検討する際の一助だと捉えていただけますと幸いです。
Prisma と Drizzle の基本的な違い
Prisma
- マイグレーションツールが組み込みで、
prisma migrateで簡単 - 型安全性、自動補完が強力
- GUI(Prisma Studio)でデータ確認できる
-
.prismaファイルの学習が必要ではあるが、ドキュメントが充実しトータルで学習コストが低い - バンドルサイズが大きく、複雑な SQL クエリが書きにくい
Drizzle
- ドキュメントは充足してないが、TypeScript でスキーマを定義できる(TypeScriptネイティブ)

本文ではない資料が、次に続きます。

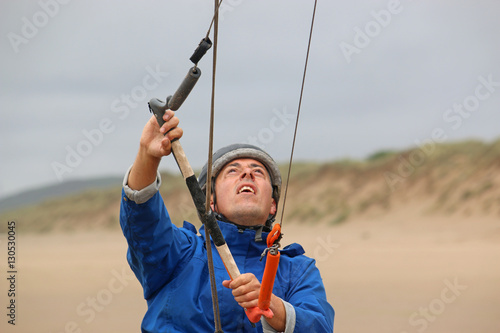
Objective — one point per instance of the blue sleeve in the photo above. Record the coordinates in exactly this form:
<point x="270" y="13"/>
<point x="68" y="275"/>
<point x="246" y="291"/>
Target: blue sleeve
<point x="308" y="297"/>
<point x="157" y="248"/>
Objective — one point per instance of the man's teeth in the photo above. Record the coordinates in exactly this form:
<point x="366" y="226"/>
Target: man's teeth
<point x="246" y="188"/>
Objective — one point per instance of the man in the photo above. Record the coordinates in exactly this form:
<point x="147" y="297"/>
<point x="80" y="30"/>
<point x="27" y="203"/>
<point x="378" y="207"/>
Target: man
<point x="171" y="262"/>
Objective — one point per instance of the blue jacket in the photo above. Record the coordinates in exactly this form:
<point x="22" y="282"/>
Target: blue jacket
<point x="171" y="265"/>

- バンドルサイズが小さく、複雑なクエリも書きやすい
- 生 SQL の知識がそのまま活かせる
- Prisma より覚えることが多い
- Prisma Studio みたいな便利ツールが少ない
Prisma と Drizzle のコード比較
Prisma
model User {
id Int @id @default(autoincrement())
email String @unique
name String?
posts Post[]
}
// クエリ
const users = await prisma.user.findMany({
where: { email: { contains: '@example.com' } },
include: { posts: true }
})
普段書いている言語とは少し書き方が異なるので、とっつきにくさはあるかもしれません。
Drizzle
export const users = pgTable('users', {
id: serial('id').primaryKey(),
email: text('email').unique(),
name: text('name'),
})
// クエリ
const users = await db
.select()
.from(users)
.where(like(users.email, '%@example.com%'))

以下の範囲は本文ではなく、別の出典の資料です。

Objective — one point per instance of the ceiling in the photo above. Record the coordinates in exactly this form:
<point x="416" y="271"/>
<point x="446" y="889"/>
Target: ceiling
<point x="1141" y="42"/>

.leftJoin(posts, eq(posts.userId, users.id))
Drizzle の方が馴染みのある書き方です。少し zod に似た記述方法である印象を受けます。
Prisma と Drizzle どっちを選ぶべきか
Prisma を選ぶべき場合
- チーム開発で統一された開発体験が欲しい
- マイグレーション管理を簡単にしたい
- 学習コストを抑えたい
- 素早くプロトタイプ作りたい
Drizzle を選ぶべき場合
- Edge ランタイム(Cloudflare Workers等)で使う
- パフォーマンスを最優先にしたい
- 複雑な SQL クエリが必要
- バンドルサイズを小さくしたい
最近のトレンドとしては、「Edge コンピューティングの普及」「Next.js App Router との相性の良さ」「パフォーマンス志向」という点で Drizzle が人気のようです。
フレームワーク別の推奨まとめ表
| フレームワーク | 推奨 | 理由 |
|---|---|---|
| Next.js App Router | Drizzle | Edge 対応、軽量 |
| Remix | Drizzle | Loader パターン、Edge |
| Astro | Drizzle | SSG/SSR、軽量 |
| Hono | Drizzle | Edge 専用 |
どのフレームワークを利用するのでも、 Edge での動作を考えると軽量である Drizzle の方が良さそうです。
まとめ
Drizzle を知って Edge 環境での動作を優先するなら良さそうだと思います。

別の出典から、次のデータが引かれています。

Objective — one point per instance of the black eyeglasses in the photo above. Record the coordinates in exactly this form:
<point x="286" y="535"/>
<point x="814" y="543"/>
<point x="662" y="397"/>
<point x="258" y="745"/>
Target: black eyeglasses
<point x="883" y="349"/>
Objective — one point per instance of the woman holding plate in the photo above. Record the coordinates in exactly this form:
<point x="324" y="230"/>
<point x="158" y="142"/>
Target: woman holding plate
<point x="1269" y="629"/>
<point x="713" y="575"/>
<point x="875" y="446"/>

反面、TypeScript の知識でスキーマを定義できますが、 SQL の知識が前提となっている部分は導入のハードルになりそうだと感じます。
個人開発であれば、Vercel や Cloudflare を利用することも多いかと思うので Drizzle を利用するのは良さそうかと思います。
とはいえ、大規模でチームのメンバーが多いなどの状況によっては Prisma を選択した方が良い印象です。
一見 Drizzle の方が良いかと思いましたが、現時点で長期的な運用という観点で判断すれば Prisma の方が実装例も世の中的にもソリューションが多くあるため選択時にはその点も考慮したいと思います。